What's with all the umbrellas?
Three years ago when Hong Kong's activists faced a police crackdown on a pro-democracy revolt against China's Beijing-based authorities, they were armed with little more than plastic umbrellas to shield themselves from a wave of police repression and pepper spray.
Hong Kong has always held a unique degree of autonomy in China, ever since the former colony transitioned from British to Chinese administration in 1997. The thriving hub on China's southern coast boasted economic liberalisation, its own semi-independent government, and freedoms that most on China's mainland don't yet enjoy – such as property rights and an open press.
Fears arose that autonomy was under threat when in September 2014, Beijing authorities proposed a plan to reform laws governing Hong Kong's electoral process. Concerned that the former British colony's politics are already heavily influenced by mainland China, protesters took to the streets – shutting down the heart of Hong Kong's financial district for two months.
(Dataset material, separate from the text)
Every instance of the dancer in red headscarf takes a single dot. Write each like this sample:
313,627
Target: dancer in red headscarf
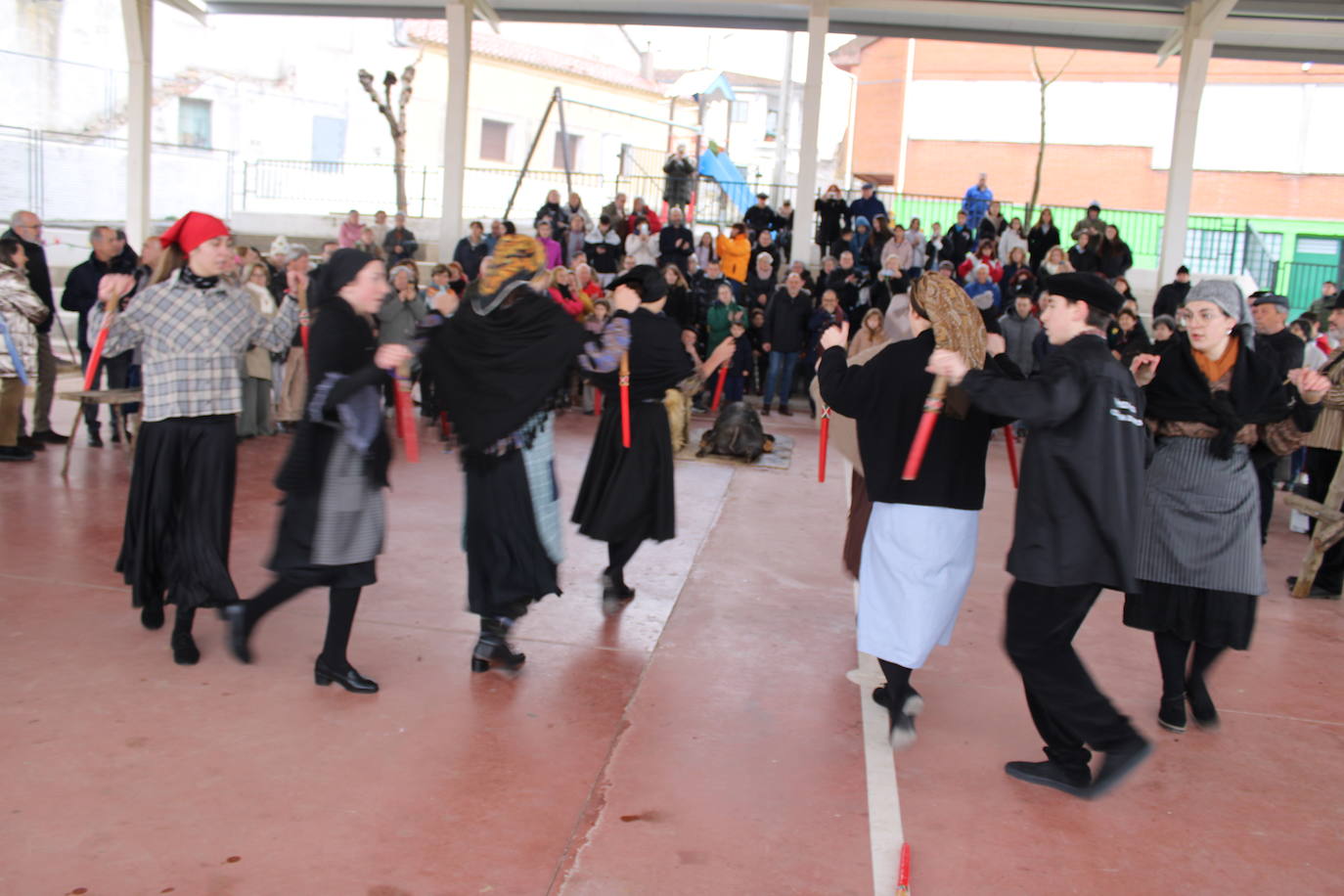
191,330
How is the Kong Kong executive chosen?
Over 7.3 million people live in Hong Kong, yet an "election committee" of 1,200 chooses the chief executive. The committee is accused of being stacked with pro-China elites and establishment loyalists. Lam, who was formerly Hong Kong's top bureaucratic chief, was selected with more than twice the number of votes as her rival, John Tsang. Public opinion polls showed he was more popular.
Under Hong Kong's Basic Law – which effectively serves as a constitution for the semi-autonomous "special administrative region" – the chief executive leads the Hong Kong government, but still reports to Chinese officials in Beijing.
Despite taking pride in a more open and progressive culture than Communist-dominated mainland China, Hong Kong's foreign relations are still under Beijing's control.
Following the vote on the weekend, several hundred protesters demonstrated in downtown Hong Kong denouncing Beijing's "interference" in the election amid widespread reports of lobbying of the 1,200 electors to back Lam over Tsang, the more populist and conciliatory finance chief.
Lam has said that she "cannot rule out" Beijing's influence in helping her win the election, the Hong Kong Free Press reported.
What's the reaction to the arrests?
Hong Kong's activists fear that Lam's election could mean greater influence from Beijing.
"The message is strong. I don't see how the society's cracks can be mended," said Chan Kin Man, a university professor seen as one of the "founders" of the Occupy Central Movement.
Amnesty International's China researcher William Nee called the timing of the prosecutions "very alarming."
"They've had years to consider these cases and they just decided to do this now. It does naturally make one think that political considerations might be at play," Nee said.
Prominent activist Joshua Lam, who was convicted of "unlawful assembly" in one of the movement's pinnacle legal battles, promised to "resist until China gives Hong Kong a say in our future."
For her part, Lam pledged to mend political rifts.
"Hong Kong, our home, is suffering from quite a serious divisiveness and has accumulated a lot of frustrations. My priority will be to heal the divide," she told reporters following the announcement of her selection.